Last year I made this piece, above.. "Thaw". We had a deep winter that never seemed to end. It matched my feelings and set the tone for the year, I think. All year I tried to thaw out.
In the Spring I took a woodblock printing class, and made the print, above, "Sawtooth Thorn". It still seems spiky, but there's a warmer tone in it and a circle like a sun rising.
In the summer I got an opportunity to design a piece for a future book. It was good to have an assignment. Sometimes I miss being a student and having teachers set a problem for me. I made a good design that I am proud of, but design work isn't fulfilling like one's own creative pursuits.
At the end of summer another design opportunity sprang up to compete in a mural contest in my neighborhood with the Mural Arts Program. I researched, designed, and painted for over a month. Again I made something I'm proud of, but popular vote didn't go my way. Sadly, I won't get to paint this mural after all. I feel sorry for designers who have to do this all the time- competing for work, going through the whole design process, but not getting to the final stage of production. Guess that's why I'm not a full time designer!
My website host, Heavy Bubble, put a call out for one-fold books for a small winter show called "Ritual". So in November I completed two little books with painting, stitching, and drawing. They are melancholy pieces- one is titled "Tache" (Stain in French), and the other is "Anxiety". The show is up through the rest of January at the studios at 12th and Carpenter in Philadelphia.
I'm sad to look into my 2015 file of artwork pictures, because there seems to be so little completed. The Queen Wyeth piece, above, is nearing completion (oh thousands and thousands of French Knots!) but it has taken me all year to do. My artistic practice has been slow this past year, but other things have been happening instead.

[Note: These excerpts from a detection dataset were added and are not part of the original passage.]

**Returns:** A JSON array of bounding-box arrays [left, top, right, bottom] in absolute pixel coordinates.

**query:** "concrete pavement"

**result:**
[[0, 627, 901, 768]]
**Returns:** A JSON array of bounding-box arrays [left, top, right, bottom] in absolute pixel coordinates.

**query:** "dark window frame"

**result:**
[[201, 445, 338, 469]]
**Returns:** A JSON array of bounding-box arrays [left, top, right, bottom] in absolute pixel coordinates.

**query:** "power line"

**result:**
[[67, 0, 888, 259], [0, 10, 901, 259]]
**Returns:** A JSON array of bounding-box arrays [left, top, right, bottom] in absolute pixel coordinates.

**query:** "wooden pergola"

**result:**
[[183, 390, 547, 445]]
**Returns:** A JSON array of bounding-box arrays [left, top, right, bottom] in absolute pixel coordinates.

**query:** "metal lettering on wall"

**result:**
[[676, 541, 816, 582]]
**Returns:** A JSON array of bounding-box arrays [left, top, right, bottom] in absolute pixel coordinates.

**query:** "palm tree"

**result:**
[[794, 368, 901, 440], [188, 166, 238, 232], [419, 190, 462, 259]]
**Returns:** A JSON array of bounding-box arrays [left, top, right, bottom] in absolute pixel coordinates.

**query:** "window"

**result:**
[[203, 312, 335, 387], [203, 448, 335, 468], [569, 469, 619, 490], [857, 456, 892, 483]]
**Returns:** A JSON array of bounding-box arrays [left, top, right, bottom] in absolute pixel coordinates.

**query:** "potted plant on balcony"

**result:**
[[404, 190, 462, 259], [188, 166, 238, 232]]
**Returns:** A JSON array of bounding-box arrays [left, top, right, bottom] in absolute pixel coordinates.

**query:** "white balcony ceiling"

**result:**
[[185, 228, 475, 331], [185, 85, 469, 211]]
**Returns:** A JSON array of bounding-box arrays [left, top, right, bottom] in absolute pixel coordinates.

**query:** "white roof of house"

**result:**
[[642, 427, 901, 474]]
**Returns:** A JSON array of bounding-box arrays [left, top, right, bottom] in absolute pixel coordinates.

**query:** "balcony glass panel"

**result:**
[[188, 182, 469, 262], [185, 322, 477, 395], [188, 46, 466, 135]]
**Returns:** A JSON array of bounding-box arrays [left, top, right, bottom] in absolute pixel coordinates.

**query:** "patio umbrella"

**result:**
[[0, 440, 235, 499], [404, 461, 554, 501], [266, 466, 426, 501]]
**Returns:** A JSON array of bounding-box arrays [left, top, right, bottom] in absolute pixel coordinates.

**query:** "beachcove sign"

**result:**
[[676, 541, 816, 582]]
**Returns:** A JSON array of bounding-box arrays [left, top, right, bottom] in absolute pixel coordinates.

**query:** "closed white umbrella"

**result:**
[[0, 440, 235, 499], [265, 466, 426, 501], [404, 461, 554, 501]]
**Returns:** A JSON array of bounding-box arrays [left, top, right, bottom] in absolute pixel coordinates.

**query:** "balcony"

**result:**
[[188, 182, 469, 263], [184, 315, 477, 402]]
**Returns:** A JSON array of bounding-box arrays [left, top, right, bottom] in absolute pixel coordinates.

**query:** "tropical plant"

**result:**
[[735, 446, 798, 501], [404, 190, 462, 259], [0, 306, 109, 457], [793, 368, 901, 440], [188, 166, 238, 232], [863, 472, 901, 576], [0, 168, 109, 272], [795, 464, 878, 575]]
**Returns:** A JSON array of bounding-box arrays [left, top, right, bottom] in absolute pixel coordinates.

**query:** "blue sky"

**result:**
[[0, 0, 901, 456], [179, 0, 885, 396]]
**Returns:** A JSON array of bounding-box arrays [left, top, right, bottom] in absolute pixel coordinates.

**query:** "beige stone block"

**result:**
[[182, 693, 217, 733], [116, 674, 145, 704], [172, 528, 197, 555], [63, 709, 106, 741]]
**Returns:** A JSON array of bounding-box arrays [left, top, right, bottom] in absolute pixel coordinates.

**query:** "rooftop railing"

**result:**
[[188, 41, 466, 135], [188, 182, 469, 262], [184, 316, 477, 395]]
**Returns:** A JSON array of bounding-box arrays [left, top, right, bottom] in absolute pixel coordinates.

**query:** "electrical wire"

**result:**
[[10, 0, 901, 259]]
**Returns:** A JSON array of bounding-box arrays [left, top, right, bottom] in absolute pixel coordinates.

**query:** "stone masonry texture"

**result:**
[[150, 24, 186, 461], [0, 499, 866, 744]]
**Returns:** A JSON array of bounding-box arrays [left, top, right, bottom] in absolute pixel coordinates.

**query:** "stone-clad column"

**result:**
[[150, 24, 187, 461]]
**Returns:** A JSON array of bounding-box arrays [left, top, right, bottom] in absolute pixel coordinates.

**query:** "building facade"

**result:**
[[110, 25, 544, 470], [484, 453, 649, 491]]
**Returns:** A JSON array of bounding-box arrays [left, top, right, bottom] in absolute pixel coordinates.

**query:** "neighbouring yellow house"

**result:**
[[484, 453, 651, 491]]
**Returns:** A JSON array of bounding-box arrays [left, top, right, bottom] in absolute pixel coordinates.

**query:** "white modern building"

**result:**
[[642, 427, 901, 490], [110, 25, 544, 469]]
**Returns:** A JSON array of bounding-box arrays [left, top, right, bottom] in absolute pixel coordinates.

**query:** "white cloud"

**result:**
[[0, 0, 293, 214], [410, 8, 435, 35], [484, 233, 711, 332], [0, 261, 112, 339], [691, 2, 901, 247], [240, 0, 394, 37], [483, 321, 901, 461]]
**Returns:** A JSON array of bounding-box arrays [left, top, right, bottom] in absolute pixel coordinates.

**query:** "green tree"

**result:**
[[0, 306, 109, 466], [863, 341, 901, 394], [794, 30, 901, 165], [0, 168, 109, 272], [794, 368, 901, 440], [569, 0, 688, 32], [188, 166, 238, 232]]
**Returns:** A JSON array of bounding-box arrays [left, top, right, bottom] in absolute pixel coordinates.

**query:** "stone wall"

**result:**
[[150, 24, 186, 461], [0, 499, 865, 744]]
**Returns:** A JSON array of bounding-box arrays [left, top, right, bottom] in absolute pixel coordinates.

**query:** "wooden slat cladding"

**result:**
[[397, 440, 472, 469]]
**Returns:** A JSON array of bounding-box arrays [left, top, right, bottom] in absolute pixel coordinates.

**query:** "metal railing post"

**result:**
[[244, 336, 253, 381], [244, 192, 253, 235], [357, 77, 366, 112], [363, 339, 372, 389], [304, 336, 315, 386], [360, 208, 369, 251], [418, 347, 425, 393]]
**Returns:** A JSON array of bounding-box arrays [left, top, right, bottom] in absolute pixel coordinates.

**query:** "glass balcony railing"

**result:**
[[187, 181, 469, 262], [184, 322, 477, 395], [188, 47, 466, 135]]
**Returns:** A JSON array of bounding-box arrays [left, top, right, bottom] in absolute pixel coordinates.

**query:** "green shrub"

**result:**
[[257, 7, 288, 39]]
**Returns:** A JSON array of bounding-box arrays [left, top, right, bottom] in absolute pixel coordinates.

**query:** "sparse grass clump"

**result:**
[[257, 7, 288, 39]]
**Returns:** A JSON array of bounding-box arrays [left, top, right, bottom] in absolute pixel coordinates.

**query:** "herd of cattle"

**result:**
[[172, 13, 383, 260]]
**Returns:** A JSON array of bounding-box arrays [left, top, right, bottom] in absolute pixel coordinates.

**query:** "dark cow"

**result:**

Family has been very important this past year. I'm an aunt (and godmother!) once more. I've been coccooning with my daughter and husband. I've been reconnecting with my sisters. I've been trying to be more present and available for my parents.
Teaching has demanded a lot of creative energy, but beautiful things emerge out of it. I have amazing middle school artists and wonderful experiences with adults and teens in community arts.
Basic Design and color theory continue to be tuition-free classes at Fleisher. Working in these foundation areas keeps my eyes always fresh.
Printmaking with adult classes allows me time to experiment and be playful in one of my favorite mediums as I teach. I really enjoy encouraging adults to enter into material play and collaborative work. It's so different from what adults typically engage in.
My teens at Fleisher always amaze me with their creativity. This past year I did a lot of screenprinting with teens, but also led a watercolor workshop and a drawing workshop in the summer.
Middle School teaching is an adventure every day. But I'm in the right place for sure. I know it in the enthusiasm and trust and playfulness I share with my 300 5th to 8th graders every week.
This Fall I even started a fashion design club after school, where I get to indulge my Project Runway-inspired fantasies with a great bunch of fashionistas.
How do you measure a creative year? If I look at what has come out of my own studio, it looks like it was a bad year. It was a year of slow process and even pain. If I look at my family, it was a year of love and growth and reconnection. If I look at my classroom and community work, it was a year of creative explosion, with hundreds of works of art made with my gentle encouragement.
I just wish my selfish inner artist could accept the sum total of creative acts of love, care, and teaching as equal if not even more valuable than the works of my hands. Truly, the creative energy I put into my family, friends, students, and community will have more impact than any picture, print, or sculpture I could ever make. But, oh, my poor, neglected, selfish artist.... maybe in 2016.